This issue of the Journal contains several articles on the subject of abortion. This was not pre-planned, but rather a response to a wealth of submissions that we received within a short time frame. Studies came in with data from England, Scotland, Australia, Nepal, South Africa, Tunisia, Colombia and New Zealand, addressing questions such as: Why are women in the UK, where the incidence of induced abortion has risen by over 5% in 10 years, requesting abortion? How many choose to take up counselling when it is offered? How easy is it for women actually to access abortion across a range of countries where it is legal? And what are the barriers to accessing abortion in developed countries?

A repeating theme running through these otherwise disparate papers is one of barriers and inconsistencies. There is, it seems, wide medical, legal and organisational variation between and within societies in terms of access to abortion. For example, despite mifepristone being listed as an essential medicine by the World Health Organization since 2005, some countries such as Sweden and Switzerland use it widely; while in others, such as Canada, it is not licensed at all (see Doran and Nancarrow).
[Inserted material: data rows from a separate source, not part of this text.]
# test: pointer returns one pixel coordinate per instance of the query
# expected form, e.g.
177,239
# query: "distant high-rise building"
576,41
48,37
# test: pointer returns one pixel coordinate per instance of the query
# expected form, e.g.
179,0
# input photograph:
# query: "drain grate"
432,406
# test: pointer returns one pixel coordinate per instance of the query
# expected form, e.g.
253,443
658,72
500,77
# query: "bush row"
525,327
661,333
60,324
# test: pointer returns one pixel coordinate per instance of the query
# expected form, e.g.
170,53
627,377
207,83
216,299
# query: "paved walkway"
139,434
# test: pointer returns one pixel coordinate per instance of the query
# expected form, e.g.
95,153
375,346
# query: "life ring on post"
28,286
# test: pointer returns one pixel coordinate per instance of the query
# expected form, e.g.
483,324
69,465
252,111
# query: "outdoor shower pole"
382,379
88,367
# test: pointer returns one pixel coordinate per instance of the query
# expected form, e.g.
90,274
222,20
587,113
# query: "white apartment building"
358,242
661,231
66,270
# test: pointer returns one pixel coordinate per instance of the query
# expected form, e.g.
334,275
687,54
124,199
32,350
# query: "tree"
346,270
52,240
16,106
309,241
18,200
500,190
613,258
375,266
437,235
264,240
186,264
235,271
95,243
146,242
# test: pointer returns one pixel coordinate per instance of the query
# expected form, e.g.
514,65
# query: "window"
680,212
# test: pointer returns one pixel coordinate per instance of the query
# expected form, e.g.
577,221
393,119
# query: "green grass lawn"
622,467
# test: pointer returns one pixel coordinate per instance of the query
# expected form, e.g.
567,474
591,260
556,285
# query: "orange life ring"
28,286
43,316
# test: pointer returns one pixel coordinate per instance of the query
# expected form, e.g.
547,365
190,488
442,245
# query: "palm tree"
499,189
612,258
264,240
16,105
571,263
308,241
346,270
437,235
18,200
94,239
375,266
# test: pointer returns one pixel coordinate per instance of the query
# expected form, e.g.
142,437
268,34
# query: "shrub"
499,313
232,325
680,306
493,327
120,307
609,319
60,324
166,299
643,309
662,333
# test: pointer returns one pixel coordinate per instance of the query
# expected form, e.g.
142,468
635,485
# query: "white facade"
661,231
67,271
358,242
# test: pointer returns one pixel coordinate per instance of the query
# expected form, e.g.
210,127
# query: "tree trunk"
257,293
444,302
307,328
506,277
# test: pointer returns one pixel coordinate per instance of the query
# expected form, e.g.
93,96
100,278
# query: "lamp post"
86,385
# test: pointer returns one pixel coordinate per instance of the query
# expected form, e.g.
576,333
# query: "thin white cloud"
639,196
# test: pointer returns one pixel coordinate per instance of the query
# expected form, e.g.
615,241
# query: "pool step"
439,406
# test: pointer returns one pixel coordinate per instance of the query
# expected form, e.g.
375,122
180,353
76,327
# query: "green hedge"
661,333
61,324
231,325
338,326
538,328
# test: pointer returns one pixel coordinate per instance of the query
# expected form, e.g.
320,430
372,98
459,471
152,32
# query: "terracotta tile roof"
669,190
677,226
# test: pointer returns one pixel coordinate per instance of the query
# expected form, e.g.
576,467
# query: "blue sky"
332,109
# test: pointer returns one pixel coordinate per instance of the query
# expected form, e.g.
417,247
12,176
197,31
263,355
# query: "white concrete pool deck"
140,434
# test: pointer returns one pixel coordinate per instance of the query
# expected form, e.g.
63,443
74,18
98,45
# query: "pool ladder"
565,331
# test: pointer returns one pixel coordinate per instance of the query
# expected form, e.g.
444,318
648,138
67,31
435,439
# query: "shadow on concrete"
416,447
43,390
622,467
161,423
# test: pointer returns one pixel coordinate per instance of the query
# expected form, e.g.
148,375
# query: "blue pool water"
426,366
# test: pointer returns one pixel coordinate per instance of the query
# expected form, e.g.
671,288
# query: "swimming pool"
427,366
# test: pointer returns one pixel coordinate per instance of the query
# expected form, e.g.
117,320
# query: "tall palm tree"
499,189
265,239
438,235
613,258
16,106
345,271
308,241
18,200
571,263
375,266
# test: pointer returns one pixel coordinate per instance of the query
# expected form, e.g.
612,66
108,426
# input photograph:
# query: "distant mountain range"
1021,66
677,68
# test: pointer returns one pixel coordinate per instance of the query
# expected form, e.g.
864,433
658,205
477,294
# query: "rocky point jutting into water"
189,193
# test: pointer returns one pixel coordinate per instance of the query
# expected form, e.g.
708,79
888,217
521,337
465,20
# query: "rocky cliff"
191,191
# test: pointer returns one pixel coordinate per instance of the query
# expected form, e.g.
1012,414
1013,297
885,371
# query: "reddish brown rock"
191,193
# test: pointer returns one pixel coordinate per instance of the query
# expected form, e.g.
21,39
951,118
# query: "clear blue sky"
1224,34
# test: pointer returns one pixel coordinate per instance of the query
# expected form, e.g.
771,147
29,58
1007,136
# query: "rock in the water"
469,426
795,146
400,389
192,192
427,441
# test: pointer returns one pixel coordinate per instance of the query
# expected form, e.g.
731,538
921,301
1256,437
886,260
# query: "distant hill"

While Scotland carries out nearly all abortions within National Health Service (NHS) settings, in England the equivalent figure is less than half, arguably with consequences for staff training and stigma (see Astbury-Ward). And while most European countries offer unrestricted access to abortion within the first 12 weeks, a minority including the UK require a medical indication (see Rowlands). However views might differ as to which system is preferable, the inconsistency between countries is striking.

Even where abortion is relatively freely available, it seems a range of barriers make access inequitable. These include practical challenges such as geographical distance, lack of staff training or costs, …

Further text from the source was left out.